Dans les hautes herbes

Elles sont au bord du chemin, je les vois à l’aller. C’est un des premiers jours de franc soleil, les yeux me piquent et des rafales d’éternuements me rappellent le retour des beaux jours. Nous partons dans les bois. On les connait bien à force, et en montant dans le chemin, Ibrahim me demande si on fera la course au retour. On la fait toujours. C’est juste après la vue sur le pont d’Aquitaine, il y a une grosse pierre plate au sol, notre starting-block géant. On tient à une quinzaine dessus, bien tassés avec les manteaux. La pente est raide, je descends le chemin en tentant de ne pas prendre de vitesse pour éviter le drame et je les entends pouffer. « Y a Maîtresse qui court! » Ça fait toujours son petit effet. Arrivée en bas, je lève la tête, je les vois debout sur la pierre, tout petits. Ils attendent. Je lève le bras, je crie: « À vos marques, prêts, partez! ». Ils courent dans la descente, le sourire jusqu’aux oreilles, je regarde leurs gadins en fronçant les yeux. Le métier rentre de mercredis en mercredis.

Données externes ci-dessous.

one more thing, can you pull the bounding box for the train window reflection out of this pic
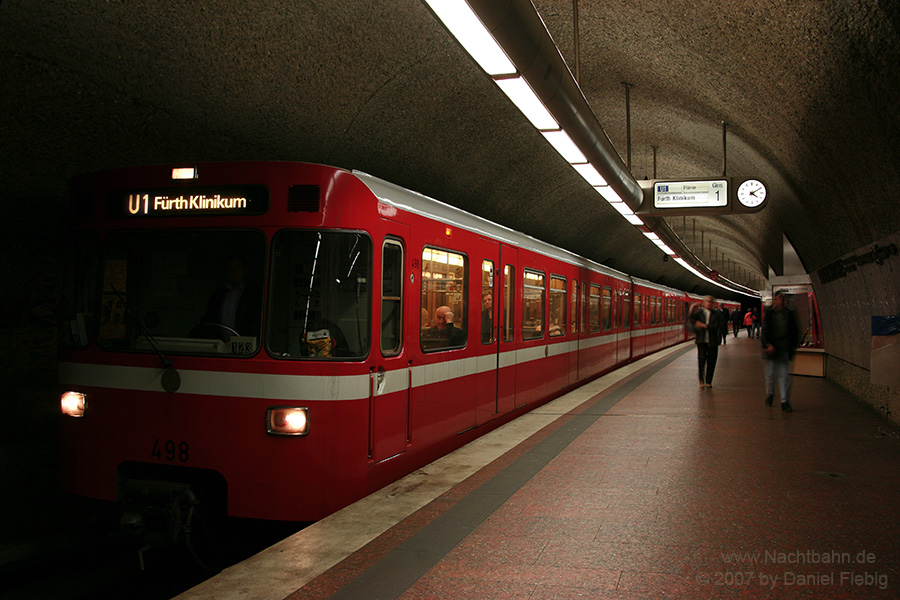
[523,270,545,340]
[381,239,404,356]
[634,293,642,327]
[268,230,371,359]
[421,247,468,351]
[481,260,495,344]
[602,286,612,331]
[98,230,266,356]
[549,276,566,337]
[503,265,514,342]
[589,284,601,333]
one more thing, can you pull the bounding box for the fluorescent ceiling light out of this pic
[594,186,623,204]
[541,130,586,163]
[610,201,635,216]
[424,0,516,76]
[624,214,643,225]
[643,231,660,241]
[572,163,607,186]
[494,77,558,130]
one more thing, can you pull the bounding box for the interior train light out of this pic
[171,166,198,180]
[61,391,86,418]
[266,407,309,436]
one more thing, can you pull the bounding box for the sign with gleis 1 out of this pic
[636,177,768,215]
[653,180,728,209]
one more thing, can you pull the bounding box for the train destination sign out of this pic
[108,185,269,218]
[653,179,728,209]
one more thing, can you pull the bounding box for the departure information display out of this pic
[653,180,728,209]
[108,185,269,218]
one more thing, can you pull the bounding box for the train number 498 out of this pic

En rentrant, nous repassons devant les hautes herbes. Ce jour-là, elles dépassent presque tout le monde, j’ai envie qu’ils y aillent. Alors je triche. Je dis que ceux qui veulent, peuvent partir dans le champ. Je les laisse avec ça, exprès. C’est timide au début, car il n’y a rien d’autre à faire qu’accepter de se faufiler dans les hautes herbes.

Choisir d’essayer de se perdre.

Un discret s’aventure, seul.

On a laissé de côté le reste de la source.